Income doesn't matter for early retirement. You need to match expected costs to withdrawals. In retirement, you won't be contributing to a 401k anymore. Ideally, you won't have a mortgage anymore, or childcare expenses, or car notes, etc. OP needs to bottom-up estimate expenses expected at 50 and target the 25x multiple against that.
Long term cap gains are 15% for married jointers in the $90 - $500k bracket - not 25%. BUT, the brackets matter because they're AGI. In theory, married jointer could realize gains up to $116k ($89k + standard deduction of $27k) at the 0% LTCG rate.
AGI is also critical for healthcare in early retirement.

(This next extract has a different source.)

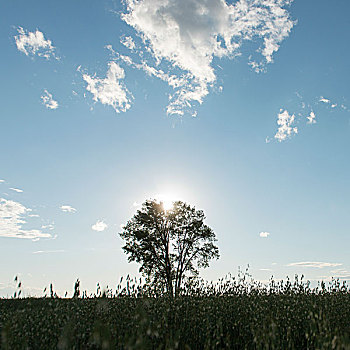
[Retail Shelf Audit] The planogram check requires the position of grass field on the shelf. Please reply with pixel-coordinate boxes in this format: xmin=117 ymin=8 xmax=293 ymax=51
xmin=0 ymin=278 xmax=350 ymax=349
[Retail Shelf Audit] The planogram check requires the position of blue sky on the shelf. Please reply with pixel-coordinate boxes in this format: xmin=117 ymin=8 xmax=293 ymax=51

The subsidy cliffs are driven by MAGI.
Net, net: controlling AGI through Roth and Taxable withdrawals (cost basis excluded from AGI) is where you need to plan for early retirement for efficient taxes and securing affordable healthcare.
Also, it's entirely feasible to access 401(k)s early through Roth ladders. Again, you need to model out planned expenses then find the right balance of conversions, Taxable and existing Roth to minimize taxes and gun for ACA subsidies. E.g., we plan for $100k FIRE budget and expect ~$30k in MAGI. Our goals is $2.5m and target 40. SORR and healthcare will be the risks to those goals. You might think I'm underfunded, but our fixed expenses will be minimal so we'll be able to dial down withdrawls if needed. The extra 2,3,4 years or whatever to save that extra 30% isn't worth the time trade off to me.
I hope to only have 5 more years of work. I'm a volunteer ski patroller and will flip to paid (day or so a week) at 40 (fingers crossed). So not really RE, more like Barista-FI or something. Point being, I 100% know how I'll be spending my non-big boy job life.